Over the years, thousands of studies have shown that what makes effective one-to-one communication between your team member and the customer has three major components: body language, the tone of your voice and the words that you use.

Research tells us, however, that body language makes up 80% of one-to-one communication and our more than 100,000 mystery shopping trips in the fresh food industry across the world over the past 15 years back this up. Given that you have just six seconds in which to impress the customer, the two most important components are eye contact and a smile, preferably with a positive acknowledgement normally a simple "hello!". In Shopper Anonymous-speak, we call this ’the moment of truth’.

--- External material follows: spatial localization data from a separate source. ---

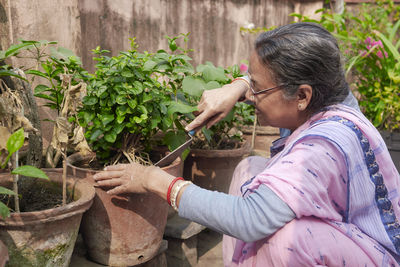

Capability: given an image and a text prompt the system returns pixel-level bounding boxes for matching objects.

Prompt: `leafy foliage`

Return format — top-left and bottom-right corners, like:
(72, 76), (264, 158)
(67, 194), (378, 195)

(291, 0), (400, 131)
(77, 38), (197, 163)
(24, 43), (89, 116)
(0, 128), (49, 219)
(181, 62), (251, 149)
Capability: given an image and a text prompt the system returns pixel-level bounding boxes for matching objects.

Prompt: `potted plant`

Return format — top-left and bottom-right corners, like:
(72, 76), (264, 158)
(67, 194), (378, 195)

(292, 0), (400, 171)
(176, 61), (252, 193)
(0, 128), (95, 267)
(65, 37), (190, 266)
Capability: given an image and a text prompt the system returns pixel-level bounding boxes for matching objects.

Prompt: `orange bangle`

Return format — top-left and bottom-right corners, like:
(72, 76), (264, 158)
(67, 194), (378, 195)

(167, 177), (184, 206)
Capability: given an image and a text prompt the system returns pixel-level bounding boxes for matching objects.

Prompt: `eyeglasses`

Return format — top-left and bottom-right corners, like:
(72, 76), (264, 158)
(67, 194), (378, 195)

(249, 83), (286, 95)
(248, 74), (286, 95)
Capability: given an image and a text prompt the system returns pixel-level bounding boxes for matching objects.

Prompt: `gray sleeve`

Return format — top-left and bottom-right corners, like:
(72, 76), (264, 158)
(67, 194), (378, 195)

(343, 91), (360, 112)
(178, 183), (295, 242)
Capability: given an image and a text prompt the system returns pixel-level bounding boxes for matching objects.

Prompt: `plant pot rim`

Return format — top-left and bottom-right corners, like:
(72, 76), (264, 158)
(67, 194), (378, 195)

(66, 151), (183, 172)
(240, 125), (280, 135)
(0, 169), (95, 226)
(189, 140), (252, 158)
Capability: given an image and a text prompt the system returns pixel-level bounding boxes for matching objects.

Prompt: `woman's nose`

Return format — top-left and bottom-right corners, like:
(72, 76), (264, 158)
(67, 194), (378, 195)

(244, 89), (255, 104)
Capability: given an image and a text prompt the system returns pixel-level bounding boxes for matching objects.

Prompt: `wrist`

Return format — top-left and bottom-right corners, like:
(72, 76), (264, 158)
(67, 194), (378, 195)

(144, 166), (175, 199)
(225, 78), (249, 101)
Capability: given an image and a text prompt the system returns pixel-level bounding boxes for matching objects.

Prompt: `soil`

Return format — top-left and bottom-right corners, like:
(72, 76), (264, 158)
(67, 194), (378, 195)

(0, 179), (73, 212)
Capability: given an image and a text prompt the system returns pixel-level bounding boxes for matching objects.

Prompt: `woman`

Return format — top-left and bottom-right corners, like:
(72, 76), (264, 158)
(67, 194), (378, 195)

(94, 23), (400, 266)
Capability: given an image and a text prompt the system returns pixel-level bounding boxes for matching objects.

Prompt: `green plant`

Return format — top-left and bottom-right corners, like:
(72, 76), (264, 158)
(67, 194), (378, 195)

(25, 43), (89, 116)
(78, 38), (196, 164)
(0, 128), (48, 219)
(291, 0), (400, 132)
(180, 61), (250, 149)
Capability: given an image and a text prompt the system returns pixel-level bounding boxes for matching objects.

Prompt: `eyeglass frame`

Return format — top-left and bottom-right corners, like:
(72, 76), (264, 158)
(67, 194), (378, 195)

(249, 83), (287, 95)
(247, 73), (287, 96)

A ’moment of truth’ presents a positive impression of a business and can happen several times to a single customer while within your bakery. These ’moments of truth’ can be while the customer is in a queue or when they’re being served; sitting at a table, when a team member passes them; and, most importantly, when they leave the shop when the initial "hello" is replaced with "thank you", "goodbye" or "look forward to seeing you again".

We know that in a bakery with a sit-down food offering, the average team has the opportunity to deliver at least four ’moments of truth’ to every customer. A good tip is to sit in your bakery, follow a customer through the experience and measure how many moments of truth that customer receives. I suspect that, in the average bakery, it might be one out of the possible four.

Through our surveys we know that businesses on a comprehensive mystery-shopping programme deliver at least three, ensuring customers leave with a positive impression that leads them to recommend the business to their friends all based on that all-important ’moment of truth’.

Your challenge is to measure and increase the ’moments of truth’ within your business. You or even better, someone anonymous should go and observe your team in action right now to see if they are delivering ’moments of truth’. Working on the ratio of four per customer, if you’ve got 200 customers per day, that’s 800 ’moments of truth’ your team need to be delivering. Put simply, more ’moments of truth’ equals more profitability.